Dendias went on to denounce attempts to “redraw maps,” pointing the finger at not only Azerbaijan but also its key ally, Turkey.

“Turkey is trying to take advantage of the recent turmoil in order to undermine peace and stability, be it in the Caucasus or the Aegean,” he charged, pointing to Ankara’s “threat of war against Greece” voiced in an intensifying dispute over Greek islands in the Aegean Sea.

Mirzoyan thanked Athens for its position on the border clashes of September 13-14 which Yerevan regards as Azerbaijani military aggression.

Predictably, Ankara has voiced full support for Baku after what was the worst fighting in the conflict zone since the 2020 war in Nagorno-Karabakh.

Dendias flew to Yerevan just over a week after he, Mirzoyan and Foreign Minister Ioannis Kasoulides of Cyprus held a trilateral meeting in New York on the sidelines of an annual session of the UN General Assembly.
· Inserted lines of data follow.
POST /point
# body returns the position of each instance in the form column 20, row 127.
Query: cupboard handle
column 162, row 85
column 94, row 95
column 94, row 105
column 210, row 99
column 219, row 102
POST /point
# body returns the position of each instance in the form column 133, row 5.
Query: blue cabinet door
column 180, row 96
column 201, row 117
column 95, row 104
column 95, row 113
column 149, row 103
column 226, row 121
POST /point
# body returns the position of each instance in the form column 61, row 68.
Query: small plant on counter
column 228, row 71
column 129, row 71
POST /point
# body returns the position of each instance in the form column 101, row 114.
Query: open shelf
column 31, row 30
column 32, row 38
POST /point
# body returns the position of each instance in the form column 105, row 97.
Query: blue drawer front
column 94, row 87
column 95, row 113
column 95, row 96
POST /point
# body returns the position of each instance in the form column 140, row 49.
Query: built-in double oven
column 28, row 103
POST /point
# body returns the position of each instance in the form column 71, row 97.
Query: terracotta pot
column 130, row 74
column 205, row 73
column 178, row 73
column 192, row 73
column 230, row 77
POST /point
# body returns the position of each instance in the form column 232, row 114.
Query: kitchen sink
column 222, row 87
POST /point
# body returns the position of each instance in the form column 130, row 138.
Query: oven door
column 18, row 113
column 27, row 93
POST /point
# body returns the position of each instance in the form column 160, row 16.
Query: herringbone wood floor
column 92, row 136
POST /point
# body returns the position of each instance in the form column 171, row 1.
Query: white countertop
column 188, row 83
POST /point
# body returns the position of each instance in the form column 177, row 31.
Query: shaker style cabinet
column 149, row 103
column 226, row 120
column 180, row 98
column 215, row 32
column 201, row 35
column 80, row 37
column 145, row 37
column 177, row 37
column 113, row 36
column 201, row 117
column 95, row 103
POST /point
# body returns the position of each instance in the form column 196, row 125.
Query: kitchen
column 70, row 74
The three nations share historically strained relations with Turkey.

“We are looking forward to enhancing our trilateral partnership with Cyprus to a new level,” said Dendias, who held separate meetings with Prime Minister Nikol Pashinian and Defense Minister Suren Papikian later on Tuesday.

The Greek minister’s trip coincided with the second anniversary of the outbreak of the 2020 Armenian-Azerbaijani war. He had previously visited Armenia during the six-week hostilities.